2° d'annuler, pour excès de pouvoir, la décision du recteur de l'académie de Créteil du 22 mars 2013 ;

3° d'enjoindre au ministre de l'éducation nationale de procéder à sa réintégration et à sa titularisation ou, à défaut, d'adopter les mesures nécessaires à la mise en oeuvre d'une seconde année d'exécution de son contrat selon les modalités prévues par les dispositions du II de l'article 8 du décret du 25 août 1995, ou à défaut, de réexaminer sa situation, dans un délai d'un mois à compter de l'arrêt à intervenir, sous astreinte de 250 euros par jour de retard ;
4° de mettre à la charge de l'Etat une somme de 1 700 euros sur le fondement des dispositions de l'article L. 761-1 du code de justice administrative.

Il soutient que :

Sur la régularité du jugement attaqué :

- il n'est pas établi que le président, le rapporteur et le greffier aient signé la minute du jugement ;
- le jugement est insuffisamment motivé quant à l'absence d'aménagement du poste de travail au regard de son handicap ;

Sur la légalité de la décision attaquée :

- cette décision ne comporte pas le nom, le prénom, la qualité et la signature de son auteur, en méconnaissance des dispositions de l'article 4 de la loi du 12 avril 2000 ;
- elle est insuffisamment motivée ;
- il n'a pas été mis à même de prendre connaissance de son dossier avant l'entretien avec le jury de recrutement ;
- l'administration n'a pas donné accès à son dossier aux membres de la commission administrative paritaire académique qui a rendu un avis sur sa titularisation ;
- il n'a pas bénéficié de mesures d'adaptation de son poste de travail, en méconnaissance des dispositions de l'article 8 du décret du 25 août 1985 ;
- la décision est entachée d'une erreur manifeste d'appréciation de sa manière de servir.

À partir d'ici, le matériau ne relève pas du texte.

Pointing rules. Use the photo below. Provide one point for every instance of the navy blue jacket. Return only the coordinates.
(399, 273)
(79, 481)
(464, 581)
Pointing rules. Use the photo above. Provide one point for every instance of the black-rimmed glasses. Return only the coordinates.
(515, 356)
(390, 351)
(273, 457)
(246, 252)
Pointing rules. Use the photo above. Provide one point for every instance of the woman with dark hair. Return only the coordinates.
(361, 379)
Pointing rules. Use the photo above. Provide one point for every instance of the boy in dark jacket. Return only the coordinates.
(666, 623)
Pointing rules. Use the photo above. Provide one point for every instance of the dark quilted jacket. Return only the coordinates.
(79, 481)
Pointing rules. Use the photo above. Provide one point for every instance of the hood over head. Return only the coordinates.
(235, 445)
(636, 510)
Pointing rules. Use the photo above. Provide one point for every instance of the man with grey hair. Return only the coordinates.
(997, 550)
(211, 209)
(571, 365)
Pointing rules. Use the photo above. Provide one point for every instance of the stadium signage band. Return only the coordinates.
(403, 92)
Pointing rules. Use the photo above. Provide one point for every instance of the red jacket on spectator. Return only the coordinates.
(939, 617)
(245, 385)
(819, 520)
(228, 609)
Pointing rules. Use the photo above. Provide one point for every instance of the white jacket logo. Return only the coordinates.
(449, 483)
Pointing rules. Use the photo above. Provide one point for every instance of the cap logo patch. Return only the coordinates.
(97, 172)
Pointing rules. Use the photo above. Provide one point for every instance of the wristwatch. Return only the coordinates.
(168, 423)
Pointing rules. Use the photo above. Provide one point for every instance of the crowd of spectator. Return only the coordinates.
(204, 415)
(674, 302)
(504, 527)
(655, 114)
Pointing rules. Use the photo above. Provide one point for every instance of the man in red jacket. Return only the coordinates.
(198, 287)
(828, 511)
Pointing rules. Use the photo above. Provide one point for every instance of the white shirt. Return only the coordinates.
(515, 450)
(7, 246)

.........................................................................................................

Vu les autres pièces du dossier.

Vu :

- la loi n° 84-53 du 26 janvier 1984 ;
- le décret n° 95-979 du 25 août 1995 ;
- le code de justice administrative.

Les parties ont été régulièrement averties du jour de l'audience.

Ont été entendus au cours de l'audience publique :

- le rapport de Mme Guibé,
- les conclusions de Mme Rollet-Perraud, rapporteur public,
- et les observations de Me Crusoë, pour M.A....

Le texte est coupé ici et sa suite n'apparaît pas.